# Question: When your horse damages the property?



## AussieDaisyGirl (May 21, 2009)

CoCo got a bit overexcited yesterday when it was time to come back into the stalls. I don't know exactly what happened or how because I wasn't there. But she went through a gate. It looks like a bulldozer hit it! It's one of those big metal pipe farm gates.

At any rate - my biggest concern was that she was injured. For the amount of damage to the gate, I can't understand how she wasn't even scratched. I mean it was a complete miracle! 

The barn manager says it's illegel here for the BO to require I replace the gate. I think differently, and really can't afford the $500 or so to replace it. The problem is, the entire fencing system is falling apart (rotted and aged wood that has never been cared for you lean on it a little and the rail shatters). They keep separating her from the gelding she gets along with, so her answer is to jump the fences. I hate this barn, it's the most confusing place to be (the BO changes the rules every 10 minutes) and I can not WAIT til Spring to move her to the combined training barn.

But - down to brass tacks - am I responsible for the gate?


----------



## luvmyperch (Oct 5, 2009)

This SHOULD be covered in your boarding agreement. Most specify what, if any responsbility, you have for property damage done by your horse.


----------



## gypsygirl (Oct 15, 2009)

if you are at a boarding farm & your horse breaks a gate i think its the barn owners job/responsibility to fix it. especially if it was dangerous/falling apart to begin with !

if you were walking thru someone elses property then you would have to pay for it though.


----------



## farmpony84 (Apr 21, 2008)

I agree with the other posters. You pay your monthly bill to board your horse there, the rest is the BO's responsibility. When my horse was in training he had a fit and ripped the training rings out of my trainers saddle. She did not charge me for it. There was something else he did and I can't completely remember what but I think he ripped a door off a stall. Happens, part of running a barn. If you feel bad about it then you can offer to help hang the new gate. But don't offer to buy one.


----------



## mls (Nov 28, 2006)

We have it in our contract that any excess damage caused by a boarders horse - it is the boarders responsbility to pay for replacement cost. 

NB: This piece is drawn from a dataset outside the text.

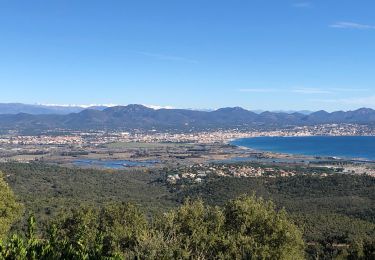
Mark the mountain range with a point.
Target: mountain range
(143, 118)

We have a price sheet for the most common damage - fence boards, posts, stall boards and corral panels.


----------



## sillybunny11486 (Oct 2, 2009)

if the fencing sucks, its their job to maintain it, thats why you pay them. most barns near me require a security deposit which goes to paying for things like that, you get it the rest back when you leave.


----------



## AussieDaisyGirl (May 21, 2009)

Well, so far she hasn't said anything to me about it. In fact even asked to buy some of my hay (it's a co-op barn and she ran out of hay I guess). 

So... wait and see. Blah. Thanks for all the replies!


----------



## QtrHorse (Oct 13, 2008)

Our boarders are responsible for damages that their horses do to property that is associated with abnormal behaviors or mishandling such as cribbing, pawing stall doors, wall kicking, disrespect of electric fencing, breaking jumps, etc. However, in this situation I would not require they pay for the gate. It sounds like it was an accident and not caused directly through their personal negligence. We consider it our responsibility to provide a environment that can contain the animal.
Honestly, we have galvanized metal gates and there is no way a horse could break through any of them.


----------



## AussieDaisyGirl (May 21, 2009)

Yeh it was a very old, rusted farm gate, already damaged and I guess she spooked and hit the gate. It really looked like a car hit it. 

Another lady at the barn had one of her students fix it in trade for a lesson and he did an awesome job.


----------



## Truteno (Sep 14, 2009)

yeah any damage done by a boarder should be already worked out in your agreement with whoever your boarding with.


----------



## Alwaysbehind (Jul 10, 2009)

I have always fixed any damage my horse has caused that is above and beyond normal every day horse wear and tear.

Is this not covered in your boarding contract? You might want to get it covered for the future.


----------



## flamingauburnmustang (Dec 25, 2008)

At my boarding stables, we have to pay for major wreckages by our horses, unless it was already giving in.

I'm glad it seems that you won't have to pay it. And that your horse is okay. That's all that matters. LOL.


----------